Спустя полчаса толстяк, отдуваясь, вышел из паба и махнул мне рукой. Я встала и под ехидными взглядами солдат пошла за ним к машине. Толстяк без улыбки повез меня на площадь, чтобы я могла полюбоваться видами Авиньонета – я оценила его тактичную, скупую заботу. Затем подвез меня к синему указателю, где было написано "сито де катар", и очень серьезно объяснил, что здесь, на этом самом месте, катары убили зловредного кюре, после чего франки пошли штурмовать Монсегюр.
Завершив рассказ, толстяк повторил его еще несколько раз, убедился в том, что я все поняла (он заставил пересказать услышанное), строго поглядел на меня и полез обратно в машину. И мы поехали обратно, в Тулузу.

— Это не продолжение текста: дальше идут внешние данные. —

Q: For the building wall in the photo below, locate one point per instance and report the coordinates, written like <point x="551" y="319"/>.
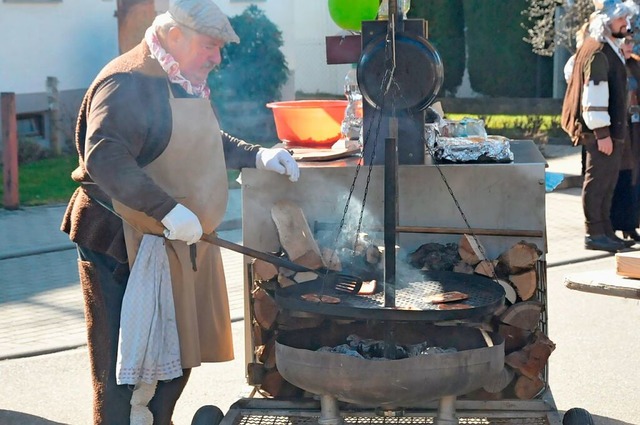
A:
<point x="69" y="39"/>
<point x="73" y="39"/>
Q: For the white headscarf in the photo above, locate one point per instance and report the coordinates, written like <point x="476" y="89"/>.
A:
<point x="607" y="11"/>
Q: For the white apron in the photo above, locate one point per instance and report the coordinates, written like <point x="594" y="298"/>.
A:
<point x="192" y="170"/>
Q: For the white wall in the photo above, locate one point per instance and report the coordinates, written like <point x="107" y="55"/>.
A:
<point x="71" y="40"/>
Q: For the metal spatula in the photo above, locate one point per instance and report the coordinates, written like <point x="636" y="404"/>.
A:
<point x="338" y="281"/>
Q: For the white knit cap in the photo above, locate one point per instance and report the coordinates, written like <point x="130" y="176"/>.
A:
<point x="606" y="11"/>
<point x="204" y="17"/>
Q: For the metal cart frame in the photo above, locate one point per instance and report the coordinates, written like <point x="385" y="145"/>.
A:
<point x="504" y="203"/>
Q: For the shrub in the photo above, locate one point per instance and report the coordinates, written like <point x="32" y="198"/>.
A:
<point x="255" y="68"/>
<point x="500" y="62"/>
<point x="445" y="24"/>
<point x="251" y="74"/>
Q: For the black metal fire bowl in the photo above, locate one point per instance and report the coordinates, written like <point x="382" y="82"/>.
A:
<point x="391" y="384"/>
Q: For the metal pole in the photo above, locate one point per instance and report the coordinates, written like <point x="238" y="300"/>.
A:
<point x="11" y="196"/>
<point x="390" y="220"/>
<point x="54" y="110"/>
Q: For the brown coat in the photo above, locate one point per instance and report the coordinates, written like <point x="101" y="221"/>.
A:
<point x="615" y="74"/>
<point x="125" y="119"/>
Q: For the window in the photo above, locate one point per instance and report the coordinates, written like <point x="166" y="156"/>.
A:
<point x="30" y="125"/>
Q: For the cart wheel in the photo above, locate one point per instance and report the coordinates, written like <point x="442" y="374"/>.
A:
<point x="207" y="415"/>
<point x="577" y="416"/>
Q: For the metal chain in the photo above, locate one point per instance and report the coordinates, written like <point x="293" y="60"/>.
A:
<point x="462" y="214"/>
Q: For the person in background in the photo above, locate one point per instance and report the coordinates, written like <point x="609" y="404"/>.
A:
<point x="594" y="114"/>
<point x="568" y="70"/>
<point x="624" y="205"/>
<point x="153" y="178"/>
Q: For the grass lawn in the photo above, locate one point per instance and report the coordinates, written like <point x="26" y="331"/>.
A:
<point x="48" y="181"/>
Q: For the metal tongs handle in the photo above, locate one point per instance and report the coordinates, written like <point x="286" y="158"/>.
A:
<point x="212" y="238"/>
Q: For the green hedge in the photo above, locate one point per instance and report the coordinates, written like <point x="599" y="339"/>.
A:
<point x="446" y="33"/>
<point x="500" y="62"/>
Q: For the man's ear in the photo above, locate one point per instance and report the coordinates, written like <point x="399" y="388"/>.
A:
<point x="174" y="36"/>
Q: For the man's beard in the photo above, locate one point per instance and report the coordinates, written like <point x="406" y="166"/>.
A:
<point x="620" y="34"/>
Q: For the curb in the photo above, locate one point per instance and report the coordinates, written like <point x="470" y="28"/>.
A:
<point x="570" y="181"/>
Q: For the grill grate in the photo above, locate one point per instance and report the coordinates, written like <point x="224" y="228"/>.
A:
<point x="411" y="299"/>
<point x="380" y="420"/>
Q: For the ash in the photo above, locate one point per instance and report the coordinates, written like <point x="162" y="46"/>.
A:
<point x="370" y="349"/>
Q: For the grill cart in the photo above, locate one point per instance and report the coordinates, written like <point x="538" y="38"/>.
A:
<point x="424" y="361"/>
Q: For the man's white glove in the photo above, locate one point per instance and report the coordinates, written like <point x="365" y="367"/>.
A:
<point x="278" y="160"/>
<point x="182" y="224"/>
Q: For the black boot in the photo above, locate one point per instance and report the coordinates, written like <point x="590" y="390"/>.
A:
<point x="633" y="235"/>
<point x="602" y="243"/>
<point x="628" y="243"/>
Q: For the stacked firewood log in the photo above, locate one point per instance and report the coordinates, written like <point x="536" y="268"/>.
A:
<point x="527" y="348"/>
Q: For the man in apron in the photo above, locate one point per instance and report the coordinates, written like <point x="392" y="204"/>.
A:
<point x="153" y="160"/>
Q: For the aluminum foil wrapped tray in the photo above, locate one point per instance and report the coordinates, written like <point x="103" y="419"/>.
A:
<point x="472" y="149"/>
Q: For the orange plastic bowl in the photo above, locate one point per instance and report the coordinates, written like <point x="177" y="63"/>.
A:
<point x="308" y="123"/>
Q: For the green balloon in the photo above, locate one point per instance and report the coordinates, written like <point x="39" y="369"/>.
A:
<point x="349" y="14"/>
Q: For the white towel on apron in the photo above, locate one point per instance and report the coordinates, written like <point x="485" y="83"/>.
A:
<point x="148" y="346"/>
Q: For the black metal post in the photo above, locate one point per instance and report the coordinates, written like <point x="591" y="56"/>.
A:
<point x="390" y="220"/>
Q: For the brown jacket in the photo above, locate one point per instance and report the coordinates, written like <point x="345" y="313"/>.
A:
<point x="124" y="123"/>
<point x="615" y="75"/>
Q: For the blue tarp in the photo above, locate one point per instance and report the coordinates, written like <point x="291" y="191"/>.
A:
<point x="552" y="180"/>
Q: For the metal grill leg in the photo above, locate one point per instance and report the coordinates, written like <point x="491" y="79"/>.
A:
<point x="329" y="411"/>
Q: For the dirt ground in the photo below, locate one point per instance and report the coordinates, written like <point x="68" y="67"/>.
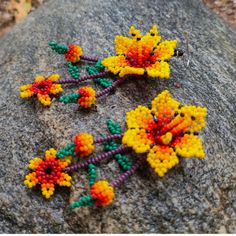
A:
<point x="12" y="11"/>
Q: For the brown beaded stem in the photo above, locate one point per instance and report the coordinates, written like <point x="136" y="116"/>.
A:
<point x="108" y="138"/>
<point x="97" y="159"/>
<point x="87" y="77"/>
<point x="113" y="86"/>
<point x="123" y="177"/>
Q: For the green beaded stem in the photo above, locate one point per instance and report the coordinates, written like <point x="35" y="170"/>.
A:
<point x="98" y="68"/>
<point x="73" y="70"/>
<point x="83" y="201"/>
<point x="66" y="151"/>
<point x="92" y="174"/>
<point x="72" y="98"/>
<point x="122" y="160"/>
<point x="59" y="48"/>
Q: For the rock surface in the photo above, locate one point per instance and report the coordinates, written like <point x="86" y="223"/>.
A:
<point x="198" y="196"/>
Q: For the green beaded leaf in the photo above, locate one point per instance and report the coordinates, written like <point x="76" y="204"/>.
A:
<point x="72" y="98"/>
<point x="83" y="201"/>
<point x="67" y="151"/>
<point x="73" y="70"/>
<point x="113" y="127"/>
<point x="59" y="48"/>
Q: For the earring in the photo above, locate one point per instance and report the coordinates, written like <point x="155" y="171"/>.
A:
<point x="137" y="56"/>
<point x="159" y="136"/>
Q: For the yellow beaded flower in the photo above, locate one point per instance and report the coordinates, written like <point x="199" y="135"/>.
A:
<point x="141" y="54"/>
<point x="165" y="131"/>
<point x="42" y="87"/>
<point x="48" y="172"/>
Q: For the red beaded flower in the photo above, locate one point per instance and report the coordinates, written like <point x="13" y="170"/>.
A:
<point x="48" y="172"/>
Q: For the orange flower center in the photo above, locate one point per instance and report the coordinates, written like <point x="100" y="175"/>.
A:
<point x="48" y="171"/>
<point x="42" y="87"/>
<point x="164" y="131"/>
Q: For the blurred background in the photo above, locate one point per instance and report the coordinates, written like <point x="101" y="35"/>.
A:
<point x="12" y="11"/>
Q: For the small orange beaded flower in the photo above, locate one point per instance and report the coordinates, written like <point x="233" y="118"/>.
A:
<point x="87" y="96"/>
<point x="141" y="54"/>
<point x="165" y="131"/>
<point x="42" y="88"/>
<point x="48" y="172"/>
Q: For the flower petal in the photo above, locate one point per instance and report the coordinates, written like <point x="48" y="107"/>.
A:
<point x="114" y="63"/>
<point x="50" y="154"/>
<point x="151" y="38"/>
<point x="162" y="159"/>
<point x="189" y="146"/>
<point x="39" y="78"/>
<point x="159" y="70"/>
<point x="122" y="44"/>
<point x="140" y="117"/>
<point x="194" y="116"/>
<point x="54" y="77"/>
<point x="56" y="88"/>
<point x="165" y="50"/>
<point x="44" y="99"/>
<point x="137" y="139"/>
<point x="47" y="190"/>
<point x="31" y="180"/>
<point x="165" y="105"/>
<point x="65" y="180"/>
<point x="34" y="163"/>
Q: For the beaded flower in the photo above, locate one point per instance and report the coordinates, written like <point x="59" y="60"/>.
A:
<point x="165" y="131"/>
<point x="141" y="55"/>
<point x="138" y="55"/>
<point x="48" y="172"/>
<point x="42" y="88"/>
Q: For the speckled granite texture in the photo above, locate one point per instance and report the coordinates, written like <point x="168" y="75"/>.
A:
<point x="198" y="196"/>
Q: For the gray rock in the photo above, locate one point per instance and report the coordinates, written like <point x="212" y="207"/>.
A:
<point x="198" y="196"/>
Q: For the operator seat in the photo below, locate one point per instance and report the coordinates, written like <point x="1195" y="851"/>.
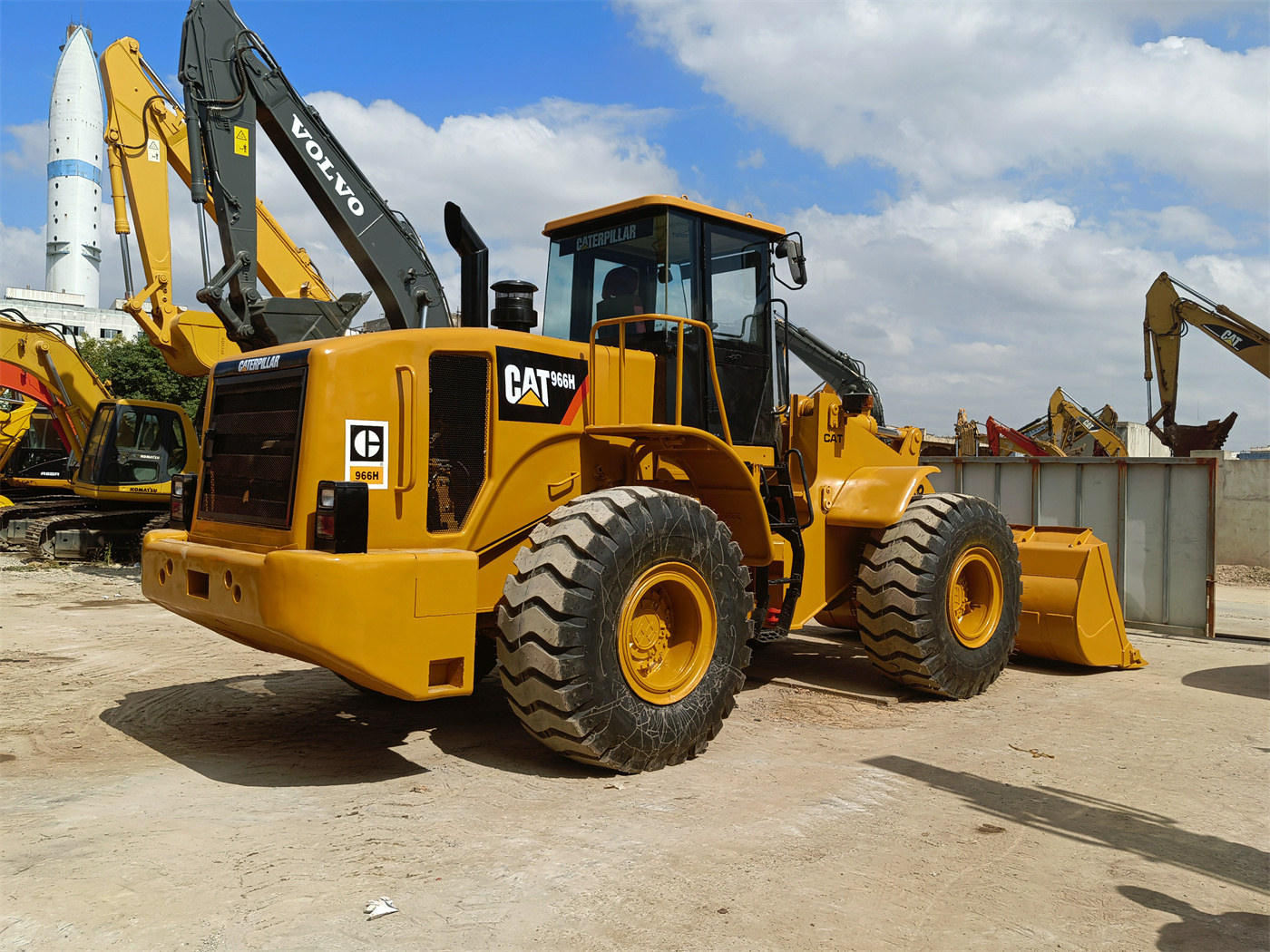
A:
<point x="620" y="298"/>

Мимо проносились поля, маки, колосья, холмы, виллы со щьенами. Толстяк поведал, что он – архитектор и много лет работал на Мартинике. После этого он поставил кассету с латиноамериканской музыкой. "Гуантанамера" в исполнении Дина Рида и прочее звучало странновато здесь, среди холмов Лангедока.
Мы ехали молча, поскольку толстяк не обладал той неуемной жаждой общения, какой был наделен Гомер, и не умел бойко болтать на незнакомом языке. Когда мы добрались до Тулузы, он подарил мне на прощание эту кассету с латиноамериканской музыкой и все-таки улыбнулся, когда я сказала: "Мучо грасиас".